Wollenweber cited the remote direct memory access (RDMA) over Converged Ethernet (RoCE) network protocol as a means to improve throughput and lower latency on compute and storage traffic; RoCEv2 is used to enable access to memory on a remote host without CPU involvement.

“Ethernet fabrics with RoCEv2 protocol support are optimized for AI/ML clusters with widely adopted standards-based technology, easier migration for Ethernet-based data centers, proven scalability at lower cost-per-bit, and designed with advanced congestion management to help intelligently control latency and loss,” Wollenweber wrote.

Cisco’s AI infrastructure

What customers will need are better operational tools to help schedule AI/ML workloads across GPUs more efficiently.

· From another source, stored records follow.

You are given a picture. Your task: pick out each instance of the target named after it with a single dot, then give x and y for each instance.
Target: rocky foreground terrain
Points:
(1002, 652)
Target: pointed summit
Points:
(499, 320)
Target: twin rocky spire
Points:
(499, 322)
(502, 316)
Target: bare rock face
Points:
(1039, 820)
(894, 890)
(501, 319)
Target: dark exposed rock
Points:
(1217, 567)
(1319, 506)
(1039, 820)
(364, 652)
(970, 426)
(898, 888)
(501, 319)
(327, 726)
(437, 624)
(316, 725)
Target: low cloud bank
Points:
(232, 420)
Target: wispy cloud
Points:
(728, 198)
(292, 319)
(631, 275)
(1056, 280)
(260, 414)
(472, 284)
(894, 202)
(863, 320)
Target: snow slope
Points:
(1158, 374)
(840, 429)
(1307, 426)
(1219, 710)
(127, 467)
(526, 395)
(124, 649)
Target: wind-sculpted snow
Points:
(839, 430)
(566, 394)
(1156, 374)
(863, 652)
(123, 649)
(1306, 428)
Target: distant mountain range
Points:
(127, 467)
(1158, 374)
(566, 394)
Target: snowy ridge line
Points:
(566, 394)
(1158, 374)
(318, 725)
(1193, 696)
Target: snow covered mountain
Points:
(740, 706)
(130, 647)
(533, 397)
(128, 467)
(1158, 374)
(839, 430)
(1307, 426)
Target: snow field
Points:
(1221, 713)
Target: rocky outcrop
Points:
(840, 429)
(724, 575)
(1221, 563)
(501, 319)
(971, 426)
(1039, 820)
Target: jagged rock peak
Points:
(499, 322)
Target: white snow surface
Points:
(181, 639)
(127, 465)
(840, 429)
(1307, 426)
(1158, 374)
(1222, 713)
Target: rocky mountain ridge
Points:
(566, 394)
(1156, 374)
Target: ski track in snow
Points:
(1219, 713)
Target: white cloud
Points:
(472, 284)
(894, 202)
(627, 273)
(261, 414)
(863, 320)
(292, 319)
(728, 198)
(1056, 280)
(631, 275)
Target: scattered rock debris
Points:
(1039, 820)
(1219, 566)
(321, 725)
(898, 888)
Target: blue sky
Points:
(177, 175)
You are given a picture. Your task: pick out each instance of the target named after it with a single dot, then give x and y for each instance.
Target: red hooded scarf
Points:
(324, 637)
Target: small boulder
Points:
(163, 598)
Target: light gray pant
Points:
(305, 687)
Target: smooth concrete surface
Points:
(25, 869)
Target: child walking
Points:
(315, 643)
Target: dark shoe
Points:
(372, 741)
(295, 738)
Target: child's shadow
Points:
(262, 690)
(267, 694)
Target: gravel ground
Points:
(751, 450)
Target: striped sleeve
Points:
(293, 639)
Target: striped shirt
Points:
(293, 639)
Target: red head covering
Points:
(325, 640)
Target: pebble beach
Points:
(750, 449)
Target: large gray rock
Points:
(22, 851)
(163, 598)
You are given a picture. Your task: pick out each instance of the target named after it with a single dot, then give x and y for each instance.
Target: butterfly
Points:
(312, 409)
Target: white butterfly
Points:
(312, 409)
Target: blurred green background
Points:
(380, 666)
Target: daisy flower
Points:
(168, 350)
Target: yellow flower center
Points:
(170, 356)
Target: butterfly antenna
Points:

In Cisco’s case, those tools include its Nexus Dashboard. 

“How do we actually make it simpler and easier for customers to tune these Ethernet networks and connect this massive amount of compute as efficiently as possible? That’s what we are looking at,” Wollenweber said.

Cisco’s recent spate of news builds on earlier work to shape its AI data center directions. Last summer, for example, Cisco published a blueprint defining how organizations can use existing data center Ethernet networks to support AI workloads. 

A core component of that blueprint is its Nexus 9000 data center switches, which “have the hardware and software capabilities available today to provide the right latency, congestion management mechanisms, and telemetry to meet the requirements of AI/ML applications,” Cisco wrote in its Data Center Networking Blueprint for AI/ML Applications. “Coupled with tools such as Cisco Nexus Dashboard Insights for visibility and Nexus Dashboard Fabric Controller for automation, Cisco Nexus 9000 switches become ideal platforms to build a high-performance AI/ML network fabric.”

Another element of Cisco’s AI network infrastructure is its high-end programmable Silicon One processors, which are aimed at large-scale AI/ML infrastructures for enterprises and hyperscalers.